Tip# 5 will make our Flow run even faster!!
What is it? By default loops run one after another. Concurrency can make loops run in parallel. To better understand this, we can think about a grocery store. In this scenario:
People = Value that is going into Apply to each loop Lanes/Cashier = Concurrency Control Number
There are 20 people waiting in line at the store. There is 1 lane/cashier open. Since the cashier can only take one person at a time, this process can be lengthy. Now with Concurrency turned on, things are a bit different. Lets say we set Concurrency to 5. This means 5 lanes/cashiers will be open. This is great! But there is a catch..
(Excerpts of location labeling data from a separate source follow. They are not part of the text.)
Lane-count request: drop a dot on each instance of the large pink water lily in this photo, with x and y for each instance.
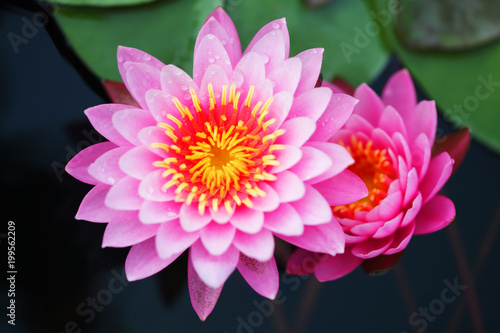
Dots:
(220, 162)
(391, 140)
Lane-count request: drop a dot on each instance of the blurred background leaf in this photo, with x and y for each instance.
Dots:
(465, 84)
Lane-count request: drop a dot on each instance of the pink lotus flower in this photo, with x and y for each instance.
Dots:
(219, 163)
(391, 139)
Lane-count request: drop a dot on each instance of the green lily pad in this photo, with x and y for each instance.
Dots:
(465, 84)
(449, 25)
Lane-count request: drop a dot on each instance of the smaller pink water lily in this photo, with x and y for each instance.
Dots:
(391, 140)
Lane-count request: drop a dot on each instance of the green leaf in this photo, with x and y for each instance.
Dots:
(165, 29)
(444, 24)
(465, 84)
(334, 27)
(99, 3)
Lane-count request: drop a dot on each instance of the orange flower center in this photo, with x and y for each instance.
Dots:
(220, 156)
(375, 168)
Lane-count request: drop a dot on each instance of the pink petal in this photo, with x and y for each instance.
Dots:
(286, 76)
(439, 171)
(436, 214)
(313, 208)
(191, 220)
(217, 237)
(151, 187)
(100, 117)
(247, 219)
(340, 157)
(203, 298)
(124, 195)
(324, 238)
(143, 261)
(125, 229)
(297, 131)
(336, 114)
(343, 189)
(370, 106)
(213, 270)
(259, 246)
(287, 157)
(78, 166)
(391, 122)
(92, 207)
(284, 220)
(141, 78)
(311, 104)
(335, 267)
(272, 43)
(138, 162)
(157, 212)
(210, 51)
(400, 93)
(172, 240)
(314, 162)
(288, 186)
(129, 122)
(311, 66)
(261, 276)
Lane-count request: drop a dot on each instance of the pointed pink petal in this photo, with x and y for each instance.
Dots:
(213, 270)
(324, 238)
(203, 298)
(272, 43)
(247, 219)
(217, 237)
(313, 208)
(129, 122)
(78, 166)
(143, 261)
(141, 78)
(336, 114)
(287, 157)
(400, 93)
(124, 195)
(100, 117)
(261, 276)
(288, 186)
(335, 267)
(259, 246)
(436, 214)
(311, 104)
(106, 169)
(345, 188)
(92, 207)
(286, 76)
(370, 106)
(438, 173)
(171, 239)
(125, 229)
(152, 212)
(284, 220)
(311, 66)
(297, 131)
(210, 51)
(191, 220)
(314, 162)
(151, 187)
(303, 262)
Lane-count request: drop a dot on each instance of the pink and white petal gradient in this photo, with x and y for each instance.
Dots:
(390, 139)
(140, 185)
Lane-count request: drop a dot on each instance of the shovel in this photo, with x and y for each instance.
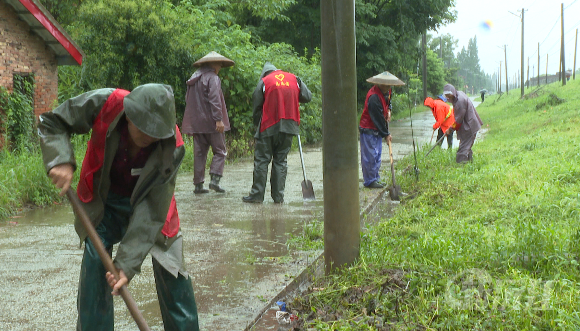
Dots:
(436, 143)
(395, 190)
(105, 258)
(307, 189)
When Concurrency is enabled, there is no more line. All 20 people are processed randomly.
To enable Concurrency:
First, click the 3 dots on the Apply to each action Next, click settings
Next, choose the value for Concurrency and click Done
For this Demo, I am setting Concurrency to 50. Please be aware of API limit calls and 429 errors. If you get these errors while flow is running. Decrease the Degree of Parallelism
Now lets see this in action! I set Concurrency to 50 on both my Apply to each loops from the last Tip. As a recap, the last time we ran the Flow, it took 2 minutes to run.
Results: About 5 seconds!
This drastically improves performance.
Conclusion / Key Take Notes
Use a Compose action to check values and outputs, that you normally cannot see, Like in a If Condition
Compose actions can store almost any data type. When in doubt.. Use a Compose
When using expressions, try using them in a Compose, this can make troubleshooting much easier
Always use meaningful names for all your actions. Doing this will save loads of time later on, when needing to use dynamic content
Comment, comment, and more comments. All actions allow for comments. This will help support teams troubleshoot your Flow, as well as your future self, if you have to make any updates later on
When using expressions, copy the expression and paste into the actions comments section.
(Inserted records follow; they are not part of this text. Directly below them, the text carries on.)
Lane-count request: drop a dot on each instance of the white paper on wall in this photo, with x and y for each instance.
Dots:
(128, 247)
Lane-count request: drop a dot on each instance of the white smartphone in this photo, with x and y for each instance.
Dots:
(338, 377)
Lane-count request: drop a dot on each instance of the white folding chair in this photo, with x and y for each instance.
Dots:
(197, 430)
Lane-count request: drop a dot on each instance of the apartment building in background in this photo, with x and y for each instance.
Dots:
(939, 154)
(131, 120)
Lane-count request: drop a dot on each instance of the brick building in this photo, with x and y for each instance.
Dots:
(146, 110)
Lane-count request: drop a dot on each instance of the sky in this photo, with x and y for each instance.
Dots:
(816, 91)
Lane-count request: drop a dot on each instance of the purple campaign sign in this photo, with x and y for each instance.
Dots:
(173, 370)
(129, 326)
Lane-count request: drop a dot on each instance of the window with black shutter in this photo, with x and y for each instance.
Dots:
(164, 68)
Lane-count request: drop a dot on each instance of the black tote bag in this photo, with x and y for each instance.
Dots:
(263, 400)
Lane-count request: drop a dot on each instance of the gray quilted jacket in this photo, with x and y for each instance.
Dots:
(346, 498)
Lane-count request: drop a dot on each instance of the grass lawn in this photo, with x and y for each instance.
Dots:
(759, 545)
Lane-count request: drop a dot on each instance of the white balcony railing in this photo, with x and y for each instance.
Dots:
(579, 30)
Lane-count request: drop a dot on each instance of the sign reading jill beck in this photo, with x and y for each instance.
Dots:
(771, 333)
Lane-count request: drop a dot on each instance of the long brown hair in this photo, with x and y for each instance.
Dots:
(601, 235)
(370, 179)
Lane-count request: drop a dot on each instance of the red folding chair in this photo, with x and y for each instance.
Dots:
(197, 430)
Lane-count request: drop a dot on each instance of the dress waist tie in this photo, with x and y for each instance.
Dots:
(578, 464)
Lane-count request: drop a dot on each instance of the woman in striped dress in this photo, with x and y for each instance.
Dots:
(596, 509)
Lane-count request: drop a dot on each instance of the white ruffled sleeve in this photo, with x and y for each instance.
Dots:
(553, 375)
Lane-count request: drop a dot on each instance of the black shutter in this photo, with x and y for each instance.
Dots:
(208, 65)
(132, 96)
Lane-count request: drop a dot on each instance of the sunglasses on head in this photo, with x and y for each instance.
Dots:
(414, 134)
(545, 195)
Use Scopes to group actions together.
To speed up performance, use parallel branches to enable actions to run side by side
Enable Concurrency control on Apply to each loops to drastically increase performance
Remember enabling Concurrency control randomizes the order the loop iterations run in. So if you’re expecting a certain order processing to happen, do not enable
These are some of the tips and tricks I wish I knew sooner. I hope at least one of these tips and ticks have helped someone. Thanks for reading!